Bob Dylan paintings stir controversy
To some, Bob Dylan's paintings from a collection called "The Asia Series," which are on display at a New York gallery and are said to be part of the singer's "visual journal" through Japan, China, Vietnam, and Korea, appear familiar.
Several critics are saying that the rock singer's paintings resemble pre-existing photographs by artists such as Dmitri Kessel, Henri Cartier-Bresson and Leon Busy. Dylan has not commented publicly.
A press representative for the Gagosian Gallery told the New York Times: "While the composition of some of Bob Dylan's paintings is based on a variety of sources, including archival, historic images, the paintings' vibrancy and freshness come from the colors and textures found in everyday scenes he observed during his travels."
His paintings have been on display at the Gagosian Gallery in New York since September 20 and the exhibition is set to be taken down on October 22.

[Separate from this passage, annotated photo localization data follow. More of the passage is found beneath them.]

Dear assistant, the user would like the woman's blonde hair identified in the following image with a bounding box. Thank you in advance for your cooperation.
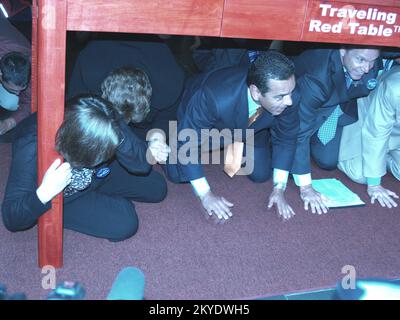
[101,66,152,124]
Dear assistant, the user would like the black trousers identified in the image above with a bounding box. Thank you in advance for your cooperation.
[64,161,167,241]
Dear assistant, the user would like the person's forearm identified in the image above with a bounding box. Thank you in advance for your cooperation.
[117,120,151,173]
[2,192,51,232]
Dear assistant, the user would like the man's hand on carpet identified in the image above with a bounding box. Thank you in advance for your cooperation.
[300,184,329,215]
[367,185,399,208]
[200,190,233,222]
[267,187,295,221]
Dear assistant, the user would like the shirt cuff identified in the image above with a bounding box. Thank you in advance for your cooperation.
[273,169,289,184]
[293,173,312,187]
[366,177,382,186]
[190,177,211,198]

Paintings in "The Asia Series" depict people, street scenes, architecture, landscapes and the exhibition also contains "more cryptic paintings of personalities and situations, such Big Brother and Opium, or LeBelle Cascade, which looks like a riff on Manet's Le Déjeuner sur l'Herbe but which is, in fact, a scenographic tourist photo-opportunity in a Tokyo amusement arcade," the gallery's website states.